Ce film n'existe plus. Tout simplement parce que la dernière copie en existence a brûlé lors d'un incendie qui a ravagé l'entrepôt où elle était stockée. Un accident semble-t-il assez courant, qui nous a coûté de nombreux films, de Murnau (The four devils) ou de Stroheim (La deuxième partie de The wedding march) entre autres... Et s'il y a un film qui est perdu et bien perdu, c'est London after midnight car sa perte est tellement médiatisée, que si une copie ou des fragments avaient réellement survécu (Il y a eu quelques escroqueries et canulars à ce sujet), ça se saurait!

Et donc cette médiatisation passe aussi par la case reconstruction, voyez ce qui est arrivé pour The four devils, de Murnau: Janet Bergström en a reconstitué les contours au moyen de photos de plateau et autres documents... C'est ce qui est fait ici, mais le documentaire adopte une position unique, à savoir qu'il entend se substituer au film pour en raconter l'intrigue, et le fait par ses intertitres tels qu'ils sont connus aujourd'hui (Probablement la liste de ceux qui étaient prévus a-t-elle été conservée avec le script) en plus des photos de plateau, qui au moins sont un reflet partiel de l'aspect visuel voulu par Browning...

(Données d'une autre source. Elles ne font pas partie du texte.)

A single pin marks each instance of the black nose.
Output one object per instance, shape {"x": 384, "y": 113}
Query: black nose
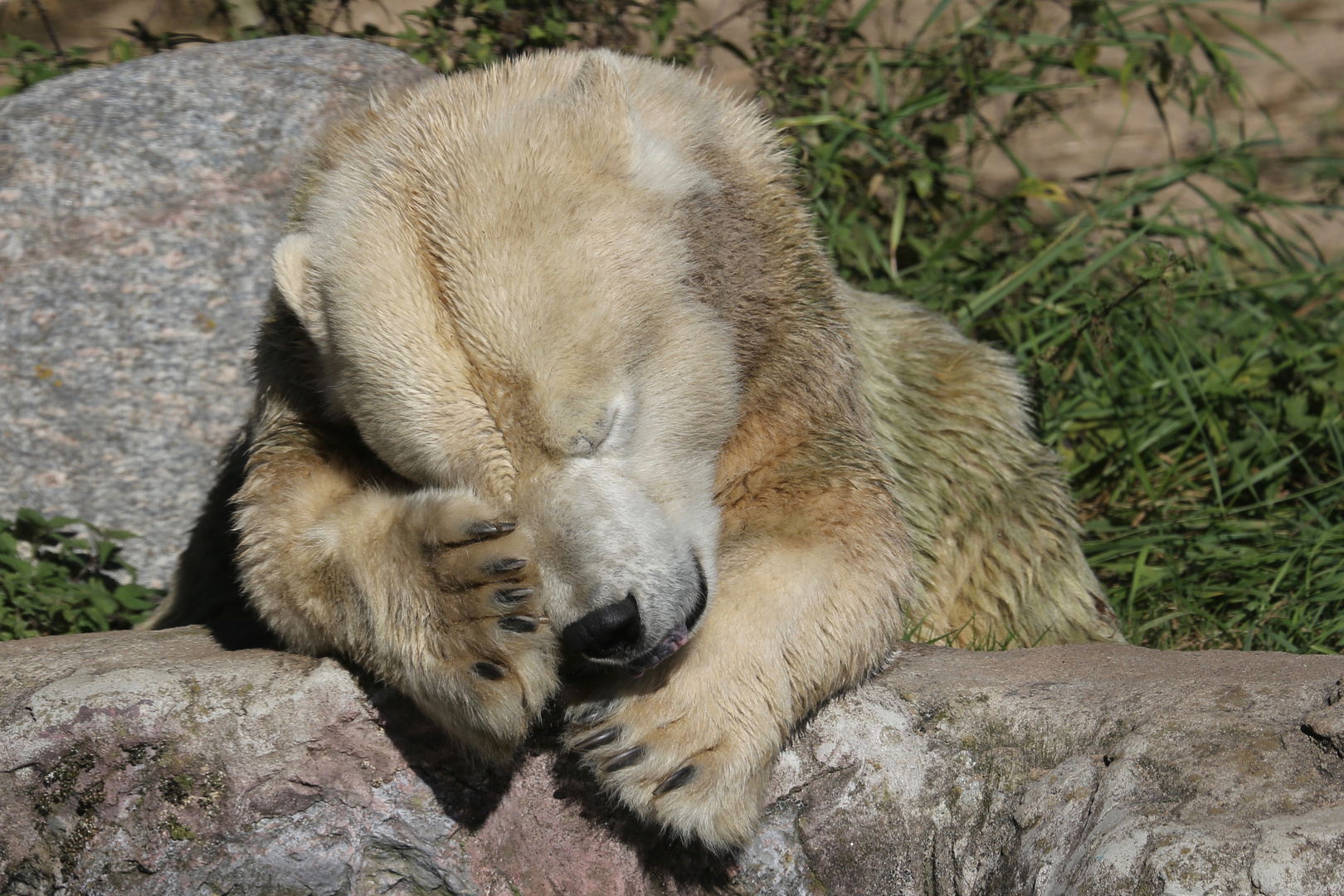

L'intrigue, inspirée d'une histoire de Browning intitulée The hypnotist (un titre qui décidément en dit trop) est très proche de celle du remake du film, Mark of the Vampire, à ceci près que ce dernier film est plus logique sur un point: tout part d'un meurtre, maquillé en suicide dans London after midnight. Le remake change cette idée, puisque le meurtrier a plutôt l'idée de maquiller son acte en une attaque de vampires, ce qui justifie la suite! Ici, le détective Burke (Lon Chaney) enquête autour des exactions de vampires, parmi lesquels on reconnait le mort, sir Roger Balfour. Il s'agit d'une machination (Balfour est en fait un sosie) pour confondre l'assassin, et déterminer si c'est le meilleur ami (Henry B. Walthall) de Balfour, ou son neveu (Conrad Nagel) qui a fait le coup... la fille de Balfour (Marceline Day) est au courant de tout, et prête son concours aux comédiens qui interprètent les vampires... Parmi lesquels Burke lui-même, déguisé en créature de cauchemar, l'image la plus connue de ce film perdu du reste.

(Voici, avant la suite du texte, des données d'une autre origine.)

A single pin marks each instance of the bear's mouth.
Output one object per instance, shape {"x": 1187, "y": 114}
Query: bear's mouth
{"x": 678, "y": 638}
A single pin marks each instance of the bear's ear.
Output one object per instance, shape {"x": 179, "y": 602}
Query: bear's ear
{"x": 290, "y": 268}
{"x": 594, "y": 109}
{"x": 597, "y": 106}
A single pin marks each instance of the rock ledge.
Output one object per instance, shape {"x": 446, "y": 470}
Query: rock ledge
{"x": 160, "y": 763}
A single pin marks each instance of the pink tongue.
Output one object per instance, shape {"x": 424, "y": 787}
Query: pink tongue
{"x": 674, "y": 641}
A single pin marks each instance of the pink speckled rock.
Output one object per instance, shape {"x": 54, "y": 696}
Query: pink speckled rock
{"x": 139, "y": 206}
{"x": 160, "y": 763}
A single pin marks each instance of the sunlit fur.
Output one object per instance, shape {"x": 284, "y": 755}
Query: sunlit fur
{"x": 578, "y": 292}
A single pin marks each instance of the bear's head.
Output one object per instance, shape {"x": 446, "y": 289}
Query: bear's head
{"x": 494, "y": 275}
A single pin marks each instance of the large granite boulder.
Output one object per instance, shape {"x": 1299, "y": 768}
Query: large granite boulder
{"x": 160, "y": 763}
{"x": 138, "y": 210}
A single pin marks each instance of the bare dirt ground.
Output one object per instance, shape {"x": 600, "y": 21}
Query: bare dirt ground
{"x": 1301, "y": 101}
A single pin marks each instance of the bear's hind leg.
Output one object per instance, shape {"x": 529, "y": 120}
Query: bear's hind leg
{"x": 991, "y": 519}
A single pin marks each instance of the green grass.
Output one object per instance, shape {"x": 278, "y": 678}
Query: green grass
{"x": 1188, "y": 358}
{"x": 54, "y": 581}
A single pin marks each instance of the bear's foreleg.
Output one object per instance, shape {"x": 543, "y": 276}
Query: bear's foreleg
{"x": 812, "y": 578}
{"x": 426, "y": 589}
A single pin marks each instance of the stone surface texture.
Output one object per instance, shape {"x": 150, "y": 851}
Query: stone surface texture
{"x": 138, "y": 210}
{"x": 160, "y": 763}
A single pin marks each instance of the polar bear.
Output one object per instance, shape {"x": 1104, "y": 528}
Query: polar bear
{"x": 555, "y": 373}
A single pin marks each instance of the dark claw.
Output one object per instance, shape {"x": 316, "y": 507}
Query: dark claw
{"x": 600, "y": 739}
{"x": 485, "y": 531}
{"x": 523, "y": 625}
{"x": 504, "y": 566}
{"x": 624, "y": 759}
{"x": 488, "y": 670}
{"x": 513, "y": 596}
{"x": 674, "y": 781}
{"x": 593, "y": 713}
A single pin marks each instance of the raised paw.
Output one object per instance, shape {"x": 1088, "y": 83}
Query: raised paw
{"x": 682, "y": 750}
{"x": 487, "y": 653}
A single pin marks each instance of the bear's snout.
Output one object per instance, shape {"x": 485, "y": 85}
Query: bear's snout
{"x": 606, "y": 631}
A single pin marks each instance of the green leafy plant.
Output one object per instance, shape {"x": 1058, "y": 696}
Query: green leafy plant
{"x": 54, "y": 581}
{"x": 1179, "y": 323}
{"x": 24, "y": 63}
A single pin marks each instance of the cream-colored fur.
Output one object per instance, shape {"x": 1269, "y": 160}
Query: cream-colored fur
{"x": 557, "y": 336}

Une collection de photos de plateau, qui étaient toujours prises à part du tournage, ne rendra que très partiellement compte d'un film disparu. On a malgré tout une assez bonne idée de l'ensemble, même si on est sur (A plus forte raison si on a vu le remake!) que Browning avait su rendre le film plus nocturne. Le maquillage de Chaney en vampire est justement célèbre, et me paraît intéressant en particulier parce qu'il semble être plus inspiré du design de la créature de Frankenstein dans sa version Edison 1910! On est loin du gothique ouvragé à la Lugosi. Et Burke, énigmatique détective qui a plus d'un tour dans son sac, est une autre création probablement fascinante de Chaney, un homme qui dès qu'il n'est pas seul, se comporte comme un inspecteur pompeux de Scotland Yard, avec une moue dédaigneuse. Mais ça ne l'empêche pas, selon la légende établie de Chaney, d'en pincer pour la fille de Balfour...

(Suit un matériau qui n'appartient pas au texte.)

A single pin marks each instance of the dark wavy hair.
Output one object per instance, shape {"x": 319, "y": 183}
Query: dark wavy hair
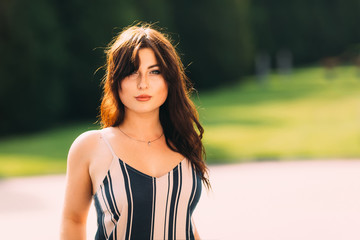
{"x": 178, "y": 115}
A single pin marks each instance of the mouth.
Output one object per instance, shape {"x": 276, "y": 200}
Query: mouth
{"x": 143, "y": 98}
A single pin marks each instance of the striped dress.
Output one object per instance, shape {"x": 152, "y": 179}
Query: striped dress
{"x": 134, "y": 205}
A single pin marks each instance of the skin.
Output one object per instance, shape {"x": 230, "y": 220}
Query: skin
{"x": 89, "y": 158}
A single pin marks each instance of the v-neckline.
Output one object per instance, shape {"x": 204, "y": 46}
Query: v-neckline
{"x": 147, "y": 175}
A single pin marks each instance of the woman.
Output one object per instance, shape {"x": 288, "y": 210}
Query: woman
{"x": 144, "y": 168}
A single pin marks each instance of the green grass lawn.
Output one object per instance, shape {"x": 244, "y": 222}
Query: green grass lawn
{"x": 301, "y": 116}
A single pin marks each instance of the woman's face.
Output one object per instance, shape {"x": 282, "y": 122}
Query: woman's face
{"x": 146, "y": 89}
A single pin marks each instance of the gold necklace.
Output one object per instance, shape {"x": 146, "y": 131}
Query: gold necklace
{"x": 148, "y": 142}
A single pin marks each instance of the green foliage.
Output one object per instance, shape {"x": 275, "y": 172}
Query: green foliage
{"x": 302, "y": 116}
{"x": 50, "y": 50}
{"x": 41, "y": 153}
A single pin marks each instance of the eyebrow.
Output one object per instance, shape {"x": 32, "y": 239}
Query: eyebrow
{"x": 152, "y": 66}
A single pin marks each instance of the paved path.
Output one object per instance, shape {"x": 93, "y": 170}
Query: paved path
{"x": 308, "y": 200}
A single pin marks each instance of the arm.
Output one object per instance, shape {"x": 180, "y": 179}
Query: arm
{"x": 196, "y": 233}
{"x": 78, "y": 191}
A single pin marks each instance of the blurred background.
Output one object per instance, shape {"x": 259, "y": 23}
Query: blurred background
{"x": 277, "y": 80}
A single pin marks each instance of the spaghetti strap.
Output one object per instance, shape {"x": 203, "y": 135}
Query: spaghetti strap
{"x": 108, "y": 144}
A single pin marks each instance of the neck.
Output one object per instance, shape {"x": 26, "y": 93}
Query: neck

On ne verra sans doute jamais London after midnight, pas plus que The big city (De Tod Browning), The tower of lies (Victor Sjöström), ou Thunder (William Nigh) si ce n'est pour ce dernier les quelques secondes qui ont survécu. Alors, impossible de trancher l'actuel débat entre ceux qui avancent que c'est probablement un chef d'oeuvre et d'ailleurs c'est le plus gros succès de Chaney et Browning à la MGM, et ceux qui au contraire se basant sur les souvenirs de ceux qui ont vu le film, estiment que c'était un navet de catégorie Z! Quoi qu'il en soit, il est dommage que les deux seuls films de Browning et Chaney qui aient disparu soient justement ceux qui essayaient de sortir des schémas établis avec The unholy three et The blackbird, et offraient justement un peu d'air frais dans un corpus que je continue à trouver un tantinet poussiéreux.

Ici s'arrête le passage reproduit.